In [12]:
import torch
import matplotlib.pyplot as plt
import supersuit as ss
from stable_baselines3 import PPO
from stable_baselines3.common.callbacks import CheckpointCallback
from ctf_env import CaptureTheFlagPZ
import os
os.environ["HSA_OVERRIDE_GFX_VERSION"] = "11.0.0"
os.environ["AMD_SERIALIZE_KERNEL"] = "3"
os.environ["TORCH_USE_HIP_DSA"] = "1"

device = "cuda" if torch.cuda.is_available() else "cpu"
print(f"Using device: {device}")
print(torch.cuda.is_available())
print(torch.version.cuda)

# Initialize PettingZoo Env
env = CaptureTheFlagPZ(render_mode="rgb_array")


env = ss.resize_v1(env, x_size=84, y_size=84)
env = ss.color_reduction_v0(env, mode='full')
env = ss.frame_stack_v1(env, 3)

# Convert to SB3 Vector Env
# This allows PPO to see "Red" and "Blue" as just two independent samples in a batch
vec_env = ss.pettingzoo_env_to_vec_env_v1(env)
# Concatenate them so PPO trains on 2 agents at once
# num_vec_envs=4 to better utilize GPU
vec_env = ss.concat_vec_envs_v1(vec_env, num_vec_envs=4, num_cpus=0, base_class='stable_baselines3')

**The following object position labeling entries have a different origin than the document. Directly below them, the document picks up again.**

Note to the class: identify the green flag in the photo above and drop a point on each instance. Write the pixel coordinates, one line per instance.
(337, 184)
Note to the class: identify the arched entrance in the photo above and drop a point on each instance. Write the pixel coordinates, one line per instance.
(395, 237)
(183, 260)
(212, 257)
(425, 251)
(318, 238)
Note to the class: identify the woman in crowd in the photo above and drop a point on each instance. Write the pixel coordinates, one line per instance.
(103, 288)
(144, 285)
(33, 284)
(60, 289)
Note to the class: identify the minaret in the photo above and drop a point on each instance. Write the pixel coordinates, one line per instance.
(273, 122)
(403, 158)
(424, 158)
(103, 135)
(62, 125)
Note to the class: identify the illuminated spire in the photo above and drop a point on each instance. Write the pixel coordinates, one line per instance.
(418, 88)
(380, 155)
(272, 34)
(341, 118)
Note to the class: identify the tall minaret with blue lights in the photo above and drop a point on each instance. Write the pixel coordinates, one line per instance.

print(f"Observation Space: {vec_env.observation_space.shape}")
# Should be (84, 84, 3) -> 84x84 pixels, 3 stacked frames

# Train with PPO
# We use CnnPolicy because we are using images
# Added device="cpu" to bypass the GPU error
# Increased batch size to fully utilize GPU memory
model = PPO("CnnPolicy", vec_env, verbose=1, batch_size=512, learning_rate=1e-4, device=device)

print("Starting Training...")
model.learn(total_timesteps=300000)
print("Training Finished!")

# 5. Save the Champion
model.save("ctf_champion")

Using device: cuda
True
None
Observation Space: (84, 84, 3)
Using cuda device
Wrapping the env in a VecTransposeImage.
Starting Training...


RuntimeError: HIP error: invalid device function
HIP kernel errors might be asynchronously reported at some other API call, so the stacktrace below might be incorrect.
For debugging consider passing AMD_SERIALIZE_KERNEL=3
Compile with `TORCH_USE_HIP_DSA` to enable device-side assertions.


In [11]:
import torch

print("PyTorch version:", torch.__version__)
print("CUDA available:", torch.cuda.is_available())
if torch.cuda.is_available():
    print("CUDA version:", torch.version.cuda)
    print("GPU name:", torch.cuda.get_device_name(torch.cuda.current_device()))

PyTorch version: 2.5.1+rocm6.2
CUDA available: True
CUDA version: None
GPU name: AMD Radeon RX 7700 XT


In [7]:
import supersuit as ss
from stable_baselines3 import PPO
from ctf_env import CaptureTheFlagPZ

#  Load the "Old" Champion (Gen 1)
# We load it on CPU to avoid errors
old_champion = PPO.load("ctf_champion", device="cpu")

# 2. Define the Training Environment
env = CaptureTheFlagPZ(render_mode="rgb_array")
env = ss.resize_v1(env, x_size=84, y_size=84)
env = ss.color_reduction_v0(env, mode='full')
env = ss.frame_stack_v1(env, 3)

# 3. The "Gauntlet" Wrapper
# We need a way to tell the environment: "Blue actions come from the Old Model, Red actions come from the New Model"
# PettingZoo doesn't support this out of the box easily, so we usually just run a custom loop or
# use a library like 'shimmy' to convert it to a Single-Agent Gym environment where the Opponent is part of the environment.

print("To train Gen 2 vs Gen 1, we need to convert the environment so 'Blue' is just a part of the game (like a moving wall).")

To train Gen 2 vs Gen 1, we need to convert the environment so 'Blue' is just a part of the game (like a moving wall).